You do not have to make a final decision about pain relief at any particular time before or during labor. As labor progresses, let your primary nurse know how you are feeling. If you decide you would like pain relief, your primary nurse, your provider, and an anesthesiologist can help you choose the best option.
Medication for Relieving Pain (Analgesics)
A morphine-like pain medication called Numorphan can help relax you and decrease your perception of pain. Numorphan may be given as a shot or through an intravenous line. It enters your bloodstream, which means that some of the medication passes through your placenta to your baby. This medication is usually given during the early part of the active phase of labor so both you and your baby can metabolize (use up) most of it before you deliver. Sometimes, when given too late in labor, Numorphan may cause your baby to be sleepy at birth. If you decide you would like an epidural after receiving Numorphan, it is usually not a problem.
The "Lite" Epidural
At BIDMC, we offer lite epidurals, a type of epidural that offers pain relief during contractions while allowing you to retain all or most of your muscle strength. During labor and delivery, pain is caused by pressure on nerves.
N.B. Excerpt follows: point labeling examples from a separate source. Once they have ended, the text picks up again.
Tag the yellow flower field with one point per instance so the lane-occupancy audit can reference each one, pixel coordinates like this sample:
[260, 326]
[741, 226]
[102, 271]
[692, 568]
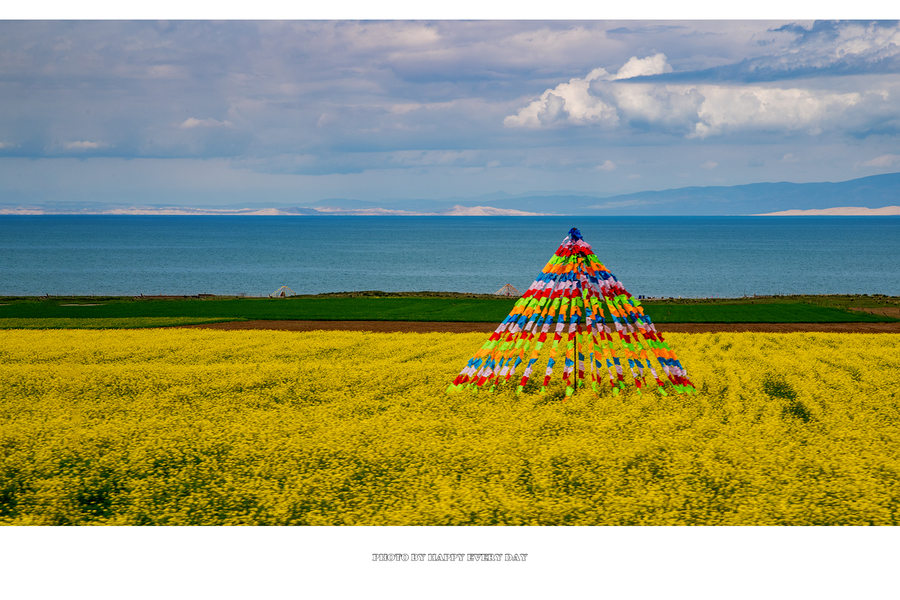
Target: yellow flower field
[206, 427]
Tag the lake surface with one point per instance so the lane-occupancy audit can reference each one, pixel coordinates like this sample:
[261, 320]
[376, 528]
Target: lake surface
[653, 256]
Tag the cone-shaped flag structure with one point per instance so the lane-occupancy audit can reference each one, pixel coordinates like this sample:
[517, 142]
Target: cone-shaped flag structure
[566, 303]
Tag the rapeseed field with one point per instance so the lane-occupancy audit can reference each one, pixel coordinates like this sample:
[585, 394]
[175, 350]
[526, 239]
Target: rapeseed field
[194, 427]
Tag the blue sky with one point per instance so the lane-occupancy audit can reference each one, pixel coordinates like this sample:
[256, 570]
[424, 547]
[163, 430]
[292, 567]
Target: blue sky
[208, 112]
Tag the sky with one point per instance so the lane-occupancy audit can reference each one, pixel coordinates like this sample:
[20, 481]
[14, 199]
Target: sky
[243, 111]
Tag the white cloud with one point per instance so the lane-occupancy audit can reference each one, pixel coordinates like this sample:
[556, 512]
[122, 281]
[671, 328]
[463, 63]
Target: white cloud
[693, 111]
[637, 67]
[83, 145]
[191, 123]
[574, 103]
[420, 158]
[885, 160]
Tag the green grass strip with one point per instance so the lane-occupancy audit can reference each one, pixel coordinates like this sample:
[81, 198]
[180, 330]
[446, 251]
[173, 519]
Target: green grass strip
[102, 323]
[134, 313]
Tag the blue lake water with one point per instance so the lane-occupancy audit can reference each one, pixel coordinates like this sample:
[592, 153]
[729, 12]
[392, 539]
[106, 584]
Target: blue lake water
[653, 256]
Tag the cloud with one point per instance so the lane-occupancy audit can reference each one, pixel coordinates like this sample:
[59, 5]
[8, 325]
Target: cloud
[573, 101]
[885, 160]
[692, 111]
[83, 145]
[823, 48]
[191, 123]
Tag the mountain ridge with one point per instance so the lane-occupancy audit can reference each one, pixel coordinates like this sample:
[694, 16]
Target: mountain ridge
[876, 192]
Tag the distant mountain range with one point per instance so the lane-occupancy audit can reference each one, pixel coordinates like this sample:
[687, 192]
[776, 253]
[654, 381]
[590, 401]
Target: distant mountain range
[854, 197]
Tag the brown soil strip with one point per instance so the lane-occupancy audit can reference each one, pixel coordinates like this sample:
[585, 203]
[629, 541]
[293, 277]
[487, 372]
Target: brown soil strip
[422, 327]
[884, 311]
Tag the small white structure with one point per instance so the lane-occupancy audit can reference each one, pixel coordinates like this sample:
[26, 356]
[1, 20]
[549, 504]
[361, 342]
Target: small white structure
[282, 292]
[508, 290]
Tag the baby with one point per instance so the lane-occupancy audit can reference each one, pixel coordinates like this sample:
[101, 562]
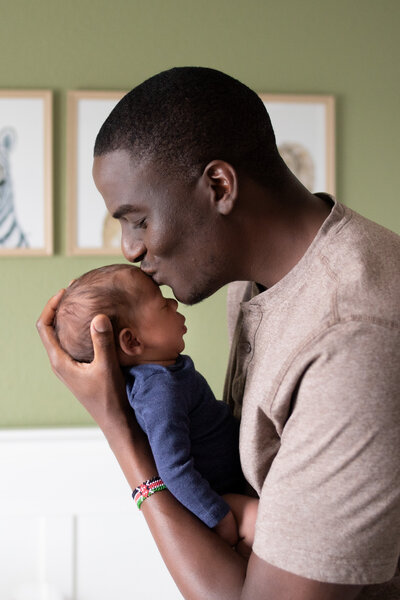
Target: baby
[193, 437]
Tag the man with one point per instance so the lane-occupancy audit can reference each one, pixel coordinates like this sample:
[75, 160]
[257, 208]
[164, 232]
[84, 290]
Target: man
[187, 162]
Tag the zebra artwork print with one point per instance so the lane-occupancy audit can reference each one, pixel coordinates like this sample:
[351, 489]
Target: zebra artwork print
[11, 233]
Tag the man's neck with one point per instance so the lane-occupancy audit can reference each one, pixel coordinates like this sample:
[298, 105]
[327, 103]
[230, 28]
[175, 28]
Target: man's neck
[278, 231]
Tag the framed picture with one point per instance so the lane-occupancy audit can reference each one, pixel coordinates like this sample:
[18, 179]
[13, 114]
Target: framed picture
[26, 219]
[91, 230]
[305, 134]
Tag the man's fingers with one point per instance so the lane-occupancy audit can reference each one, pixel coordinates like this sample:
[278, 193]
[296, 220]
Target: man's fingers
[103, 341]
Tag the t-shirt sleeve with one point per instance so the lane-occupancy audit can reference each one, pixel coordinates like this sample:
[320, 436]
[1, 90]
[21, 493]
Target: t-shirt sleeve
[330, 504]
[164, 414]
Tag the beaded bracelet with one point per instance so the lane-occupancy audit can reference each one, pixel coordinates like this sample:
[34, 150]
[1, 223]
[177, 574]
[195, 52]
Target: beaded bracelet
[148, 488]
An epidural involves injecting medication into the epidural space of your spine in your lower back in order to block the pain sensation.
While you are sitting up or lying on your side, a small area on your lower back is numbed with a local anesthetic. A needle is inserted into that area and a thin tube, called a catheter, is threaded through the needle. The needle is removed and the catheter, through which the anesthetic medication is injected, is left in place. The catheter is taped to your back and remains in place until after you deliver.
After you receive an epidural, you may feel the pressure of your contractions, but not the pain. With a lite epidural, you should be able to walk or sit up in a chair. Epidural anesthesia does not affect your baby or the progress of your labor. It is safe for most laboring women and is often recommended for women with medical problems.
Spinal/Epidural Combined Technique ('Lite Spinal')
Another form of pain relief during labor involves placing a needle into the epidural space and inserting another very thin spinal needle into the sac that surrounds the spinal canal. A small amount of a morphine-like medication (Fentanyl) is injected through the spinal needle. The needle is then removed and an epidural catheter remains in place. This procedure provides fast pain relief that lasts for several hours. After the initial medication wears off, pain relief can be continued by administering epidural medication through the catheter.
A spinal anesthetic may be administered during delivery if forceps are necessary. During this procedure, a small needle is inserted into your back, and a local anesthetic is injected into the sac below the bottom of the spinal cord. This anesthetic numbs your body from the waist down.
A local anesthetic (numbing medication) will be given if necessary for stitching any lacerations and/or episiotomy made during the delivery.
A pudendal block numbs the area of the vulva, vagina, and anus by injecting local anesthesia deep into the vagina. A pudendal block may be used for pain control during the second stage of labor and during delivery.